Unique Ids - matthewcornell/wikitest GitHub Wiki

Why Unique IDs

In order to keep track of cases through time, we need to determine if two reported cases are the same physical case. In order to do this, we require the data to match on several fields. If the data matched on those fields, we consider the two cases to be different reports of the same case. In order to make it easy to compare the reported cases, we combined the fields into a single string to compare. That string is our unique id.

How we originally did unique ids

We say that two reported cases are different reports of the same case if they have the same values for the following fields:

  1. disease
  2. province
  3. address_code
  4. date_sick
  5. birth_day
  6. birth_month
  7. birth_year
  8. race
  9. marital
  10. occupation
  11. ?

Problems with UIDs

We encountered two main problems with matching based on UID

Collisions

It is entirely possible for two different cases to have the same UID. Some of the fields above appear to frequently be assigned standard values if the data is missing. Even were this not the case, a single report can have multiple cases with the same UID. This is part of the reason we only use UIDs for determining date_delivered. We estimate a few hundred cases each year collide in this way. This is still currently an issue and may mean some cases are seen to be delivered before their actual delivery date.

Revisions

Some cases are removed or modified after their original submission.
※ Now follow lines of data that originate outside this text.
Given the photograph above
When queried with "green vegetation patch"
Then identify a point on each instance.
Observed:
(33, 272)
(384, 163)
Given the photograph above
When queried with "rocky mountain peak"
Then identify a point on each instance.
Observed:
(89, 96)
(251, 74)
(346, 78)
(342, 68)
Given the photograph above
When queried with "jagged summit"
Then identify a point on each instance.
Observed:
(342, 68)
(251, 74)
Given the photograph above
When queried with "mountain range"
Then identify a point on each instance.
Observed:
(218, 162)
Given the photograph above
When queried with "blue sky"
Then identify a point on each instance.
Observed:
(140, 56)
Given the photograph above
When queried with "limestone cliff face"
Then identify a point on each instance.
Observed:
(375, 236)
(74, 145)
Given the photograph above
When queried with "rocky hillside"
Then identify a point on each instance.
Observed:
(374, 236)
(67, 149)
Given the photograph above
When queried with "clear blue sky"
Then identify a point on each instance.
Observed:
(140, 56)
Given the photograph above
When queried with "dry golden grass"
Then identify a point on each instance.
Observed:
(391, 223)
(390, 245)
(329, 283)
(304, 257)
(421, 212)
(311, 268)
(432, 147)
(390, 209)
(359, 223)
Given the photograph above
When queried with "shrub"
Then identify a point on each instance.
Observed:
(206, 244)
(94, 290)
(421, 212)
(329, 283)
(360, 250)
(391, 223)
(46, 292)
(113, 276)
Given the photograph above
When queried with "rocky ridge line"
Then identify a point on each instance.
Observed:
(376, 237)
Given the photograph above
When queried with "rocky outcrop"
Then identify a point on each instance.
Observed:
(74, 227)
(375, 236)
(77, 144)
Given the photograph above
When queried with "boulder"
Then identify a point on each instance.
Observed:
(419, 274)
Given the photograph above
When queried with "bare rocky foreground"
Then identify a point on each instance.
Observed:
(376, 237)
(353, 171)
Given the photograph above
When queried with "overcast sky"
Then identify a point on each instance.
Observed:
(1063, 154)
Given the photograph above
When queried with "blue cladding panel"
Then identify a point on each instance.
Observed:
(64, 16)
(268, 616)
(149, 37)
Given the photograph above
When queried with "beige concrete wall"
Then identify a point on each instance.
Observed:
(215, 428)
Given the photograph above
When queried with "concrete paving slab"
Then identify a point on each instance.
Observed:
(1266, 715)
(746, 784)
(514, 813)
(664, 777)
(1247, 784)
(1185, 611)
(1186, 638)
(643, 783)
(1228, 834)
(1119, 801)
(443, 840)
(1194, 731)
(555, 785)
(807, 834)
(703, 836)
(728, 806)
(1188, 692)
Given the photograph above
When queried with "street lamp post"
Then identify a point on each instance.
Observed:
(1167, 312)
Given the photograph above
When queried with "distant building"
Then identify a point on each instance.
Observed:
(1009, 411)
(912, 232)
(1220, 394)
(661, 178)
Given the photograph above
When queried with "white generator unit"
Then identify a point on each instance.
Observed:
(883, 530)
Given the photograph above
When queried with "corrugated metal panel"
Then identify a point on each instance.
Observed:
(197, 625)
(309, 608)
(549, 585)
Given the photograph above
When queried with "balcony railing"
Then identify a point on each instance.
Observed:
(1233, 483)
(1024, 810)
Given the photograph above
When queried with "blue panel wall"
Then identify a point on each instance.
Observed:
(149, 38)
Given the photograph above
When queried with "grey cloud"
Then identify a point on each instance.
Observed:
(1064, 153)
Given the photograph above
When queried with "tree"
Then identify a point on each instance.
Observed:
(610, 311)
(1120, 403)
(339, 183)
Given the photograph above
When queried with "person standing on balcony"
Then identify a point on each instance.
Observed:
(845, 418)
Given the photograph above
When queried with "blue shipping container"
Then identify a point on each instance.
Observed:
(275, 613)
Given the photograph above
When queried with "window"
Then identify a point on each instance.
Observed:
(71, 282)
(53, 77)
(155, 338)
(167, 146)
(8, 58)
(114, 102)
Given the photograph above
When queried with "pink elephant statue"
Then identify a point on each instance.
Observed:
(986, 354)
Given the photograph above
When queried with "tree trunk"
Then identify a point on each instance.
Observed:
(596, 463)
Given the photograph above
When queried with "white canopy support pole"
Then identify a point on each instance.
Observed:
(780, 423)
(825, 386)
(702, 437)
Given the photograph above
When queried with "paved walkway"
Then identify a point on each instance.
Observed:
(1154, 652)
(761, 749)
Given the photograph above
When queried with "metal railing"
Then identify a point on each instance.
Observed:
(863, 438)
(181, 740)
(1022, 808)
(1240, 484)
If any of the fields used for UID calculation are modified, then the case will be assigned a different UID in the later report. This is still currently an issue and may mean some cases are seen to be delivered after their actual delivery date.

Direction for the future

In an effort to account for revisions, we wanted to consider a probabalistic matching framework, which would assign probabilities to cases being the same based on their different fields. We can then use this to determine a probability distribution over date_delivered etc.